Dear all,
Consider the Fortran code w/ OpenACC below, which has loops with a shared 3D array, and a private 1D array. The code crashes (out-of-bounds) with compute-sanitizer
for n > 40
when I use an !$acc kernels loop
directive, but runs well when I use an !$acc parallel loop
directive.

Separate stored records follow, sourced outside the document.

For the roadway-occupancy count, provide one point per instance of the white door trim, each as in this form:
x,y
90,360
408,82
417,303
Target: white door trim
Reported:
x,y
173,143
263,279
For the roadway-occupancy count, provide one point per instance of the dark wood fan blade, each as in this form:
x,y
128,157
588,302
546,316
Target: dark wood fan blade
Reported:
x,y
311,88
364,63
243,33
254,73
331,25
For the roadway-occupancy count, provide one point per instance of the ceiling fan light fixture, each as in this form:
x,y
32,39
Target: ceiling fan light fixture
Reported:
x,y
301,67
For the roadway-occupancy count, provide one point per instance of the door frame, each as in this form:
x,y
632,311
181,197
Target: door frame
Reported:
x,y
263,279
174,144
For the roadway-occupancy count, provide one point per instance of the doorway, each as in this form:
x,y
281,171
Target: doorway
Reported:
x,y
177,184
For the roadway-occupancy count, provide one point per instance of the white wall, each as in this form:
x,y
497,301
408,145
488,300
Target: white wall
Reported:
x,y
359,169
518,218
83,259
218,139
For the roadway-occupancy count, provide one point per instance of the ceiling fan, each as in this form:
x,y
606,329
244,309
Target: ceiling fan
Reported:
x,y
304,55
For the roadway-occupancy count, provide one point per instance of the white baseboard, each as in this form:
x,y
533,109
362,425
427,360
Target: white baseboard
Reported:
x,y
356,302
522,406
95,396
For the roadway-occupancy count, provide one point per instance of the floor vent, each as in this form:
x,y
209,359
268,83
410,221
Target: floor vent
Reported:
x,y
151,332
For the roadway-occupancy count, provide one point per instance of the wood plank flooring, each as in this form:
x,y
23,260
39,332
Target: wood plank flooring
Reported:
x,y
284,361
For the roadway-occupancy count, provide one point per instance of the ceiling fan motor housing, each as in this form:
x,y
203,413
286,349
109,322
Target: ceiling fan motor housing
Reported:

I wonder if this is expected due to some bad practice on my end, or if this unveils a compiler bug? -Minfo=accel
seems to hint that the generated kernels are equivalent…
To test the code:
for MODE in GOOD BAD; do nvfortran -acc -Minfo=accel -cpp -D_${MODE} test.f90 && compute-sanitizer ./a.out; done
The code:
program p
implicit none
integer, parameter :: n = 41 ! works on my Quadro P2000 for n <= 40
real, allocatable, dimension(:,:,:) :: p2d
real, allocatable, dimension(:) :: p1d
integer :: i,j,k
!
allocate(p1d(n))
allocate(p2d(n,n,n))
!$acc enter data create(p1d,p2d)
#if defined(_GOOD)
!$acc parallel loop collapse(3) default(present) private(p1d)
do k=1,n
do j=1,n
do i=1,n
p1d(i) = 1.*j*k
p2d(i,j,k) = p1d(i)
enddo
enddo
enddo
!$acc end parallel
#elif defined(_BAD)
!$acc kernels loop collapse(3) default(present) private(p1d)
do k=1,n
do j=1,n
do i=1,n
p1d(i) = 1.*j*k
p2d(i,j,k) = p1d(i)
enddo
enddo
enddo
!$acc end kernels
#endif
!$acc exit data copyout(p2d)
if( int(p2d(10,9,10)) == 90 ) then
print*, 'Success!'
else
print*, 'Failure!'
endif
end
Thanks in advance for your feedback! (I posted this question in an OpenACC slack group, but it seems appropriate to ask it here.)